A fully-reconstructed 3D model:

In order for Mobot to reconstruct a model of the world it sees, it has to record what it sees. But what does it see? A typical phone will have a camera that captures color information arranged in a two-dimensional array. Each pixel, or picture element, contains some color information.

There is a lot of research that constructs a three dimensional world from a bunch of these two-dimensional images. But maybe we can make our lives a lot easier if we also have some three-dimensional information at each pixel as well (i.e., how far away is each pixel from the camera?).

Mobot is equipped with eight cameras (see picture below) arranged in four depth-color pairs. We use the color cameras from four iPod touches and attach a special depth sensor to each for eight total cameras.

The depth sensors come are made by a small company called Occipital and use a technique called structured light to figure out how far away pixels are from the camera. In structured light, we use a projector to project a known pattern onto a scene and then use a camera to read back the deformed pattern. Algorithms then compare the known pattern with the deformed pattern and infers the shapes the camera saw. We can see a simple example with an overhead projector and normal, visible light:

The problem with visible light, of course, is that you need a dark room so the camera can see the pattern! So most structured light depth sensors use infrared light (there are some issues with this as well, but we'll save for another time). Below, you can see the depth sensor we use, including its infrared (IR) projector, camera, and LED. We'll talk about the LED lamps in a bit.

But even though we can now capture both color and depth images, we still have more work to go. If we naively try to line up the image taken by the infrared camera and the image taken by the color camera, we're going to have a mismatch. From left red box to right in the image below, we see the monitor got 'painted' onto the wall, the wall onto the chair, and the hallway onto the door.

We see this problem because the infrared and color cameras aren't physically in the same place (and also have different optical properties and therefore different camera matrices).

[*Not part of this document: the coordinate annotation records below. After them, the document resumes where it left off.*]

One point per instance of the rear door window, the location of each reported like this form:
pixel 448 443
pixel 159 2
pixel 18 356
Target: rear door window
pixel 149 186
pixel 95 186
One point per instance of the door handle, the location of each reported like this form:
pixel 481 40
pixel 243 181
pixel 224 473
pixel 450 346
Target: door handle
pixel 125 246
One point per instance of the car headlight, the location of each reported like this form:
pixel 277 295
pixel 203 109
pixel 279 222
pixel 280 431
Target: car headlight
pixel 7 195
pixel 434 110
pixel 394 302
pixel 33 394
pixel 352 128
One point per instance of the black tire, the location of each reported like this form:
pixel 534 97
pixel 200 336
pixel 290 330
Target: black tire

So we take a lot of pictures of a known pattern with both the infrared and color cameras (which are now held at a constant relative transformation by the custom case we milled). Checkerboards are particularly easy to detect using automated methods, so we can figure out not only what properties each individual camera has (e.g., focal length), but also figure out where the two cameras are relative to each other.

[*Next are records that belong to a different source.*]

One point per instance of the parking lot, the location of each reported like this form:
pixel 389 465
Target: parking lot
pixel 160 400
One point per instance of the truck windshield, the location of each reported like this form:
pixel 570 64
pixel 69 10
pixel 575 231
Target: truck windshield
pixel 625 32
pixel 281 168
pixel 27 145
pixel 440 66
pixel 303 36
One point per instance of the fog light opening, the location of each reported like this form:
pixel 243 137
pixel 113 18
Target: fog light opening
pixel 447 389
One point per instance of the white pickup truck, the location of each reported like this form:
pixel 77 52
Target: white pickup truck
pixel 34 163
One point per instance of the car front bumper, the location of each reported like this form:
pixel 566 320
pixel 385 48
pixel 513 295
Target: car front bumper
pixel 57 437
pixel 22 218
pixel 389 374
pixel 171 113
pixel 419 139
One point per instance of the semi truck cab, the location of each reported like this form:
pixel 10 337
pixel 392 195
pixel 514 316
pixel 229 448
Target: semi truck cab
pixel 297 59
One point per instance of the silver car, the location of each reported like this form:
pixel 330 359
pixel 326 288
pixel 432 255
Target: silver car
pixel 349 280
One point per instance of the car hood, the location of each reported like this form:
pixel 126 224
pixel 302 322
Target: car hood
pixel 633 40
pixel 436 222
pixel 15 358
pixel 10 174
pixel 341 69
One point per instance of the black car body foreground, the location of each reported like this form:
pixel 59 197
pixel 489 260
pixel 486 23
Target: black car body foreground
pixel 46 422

Here is where our algorithm believes the two cameras saw each of the images (the mess of multi-colored planes):

And with this calibration, an improved (but not perfect) calibration:

Ok. So now a short paragraph about what I did this morning: Once we have the relative transformation between two camera views, we have to transform each pair of depth and color images we get so they line up. Originally, we were aligning the images in software (i.e., use the CPU, a general computer, to do matrix math). But Occipital recently released an update that allows us to do this computation in hardware on the depth sensor package itself! The whole system gets a speed bump.